Kini usia oppungku udah mencapai hampir 85 tahun,giginya masih kuat dan tenaganya juga masih kuat,rambutnya pun sudah memutih ,tetapi oppungku dan oppung perdemban lainnya masih kuat mengayam tikar dan menderes karet,walau pun anak anak mereka sudah jadi sarjana di kota-kota besar.
Termasuk tulangku yang berhasil menjadi seorang guru, walau pun keterbatasan dana dari oppungku tetapi tulangku mampu memberi kebanggaan bagi oppung.bahkan oppung-oppung yang lain pun mereka berhasil menjadikan anak-anak mereka sarjana.
Sekalipun anak-anak mereka sudah berhasil,namun para oppung pardemban ini enggan ikut ke kota,karena di kota badan mereka menjadi sakit,sulit cari daun sirih,tidak bisa bercocok tanam,padahal gaji anak-anak mereka lebih dari cukup untuk memberi apa yang mereka mau.
Tapi itulah hebatnya oppung pardemban,yang terus bertahan di tengah arus moderenisani,sirih tak bisa digantikan oleh makanan lezat lainnya.

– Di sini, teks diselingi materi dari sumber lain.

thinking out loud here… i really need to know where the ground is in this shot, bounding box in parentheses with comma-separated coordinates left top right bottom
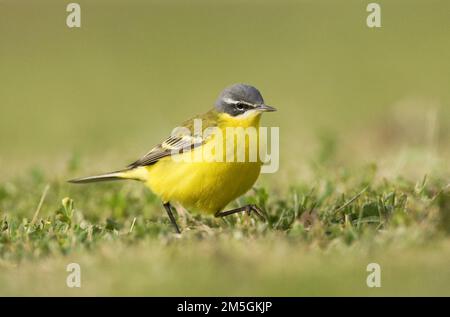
(1, 155, 449, 295)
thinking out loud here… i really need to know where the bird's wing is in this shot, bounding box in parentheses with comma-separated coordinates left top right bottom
(127, 109, 218, 168)
(127, 134, 202, 168)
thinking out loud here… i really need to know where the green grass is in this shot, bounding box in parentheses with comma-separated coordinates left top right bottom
(1, 158, 449, 295)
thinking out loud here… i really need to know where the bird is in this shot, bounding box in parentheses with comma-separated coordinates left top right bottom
(69, 83, 276, 233)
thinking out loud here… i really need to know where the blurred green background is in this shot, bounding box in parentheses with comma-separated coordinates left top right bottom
(0, 0, 449, 296)
(1, 0, 449, 181)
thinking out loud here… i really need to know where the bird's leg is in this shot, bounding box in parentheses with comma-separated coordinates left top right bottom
(163, 202, 181, 233)
(214, 204, 266, 221)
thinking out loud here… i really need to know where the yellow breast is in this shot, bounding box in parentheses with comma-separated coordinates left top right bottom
(145, 111, 263, 214)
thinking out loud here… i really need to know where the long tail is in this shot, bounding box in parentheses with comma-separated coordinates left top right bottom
(68, 167, 148, 184)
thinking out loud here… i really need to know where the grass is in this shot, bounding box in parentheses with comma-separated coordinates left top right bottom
(1, 156, 449, 295)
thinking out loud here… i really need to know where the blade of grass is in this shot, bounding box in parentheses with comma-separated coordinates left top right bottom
(28, 184, 50, 233)
(129, 217, 137, 233)
(334, 186, 368, 214)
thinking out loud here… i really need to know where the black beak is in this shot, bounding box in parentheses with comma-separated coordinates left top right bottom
(256, 104, 277, 112)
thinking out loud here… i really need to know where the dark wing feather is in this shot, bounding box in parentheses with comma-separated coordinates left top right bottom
(127, 135, 202, 168)
(127, 110, 218, 168)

Bahkan gaya hidup mereka tidak tergantikan dengan kemewahan apapun, menganyam tidak bisa digantikan dengan tenunan sutra, mereka hidup dengan kebanggaannya, bersama demban dan suntil di bibirnya.
Kekuatan oppung pardemban tidak tergoyahkan oleh medsin-mesin modern,karena keberhasilahn yang mereka capai adalah hasil keringat yang benar-benar tulus.
Merekalah generasi yang melahirkan putra-putri yang berkualitas walau tak di kenal.
Hongkong, 20 april 2015
_ _ _ _
NB. Kisah ini terinspirasi dari kehidupan nenekku di salah satu desa terpencil di Tap-ut Hutabayon.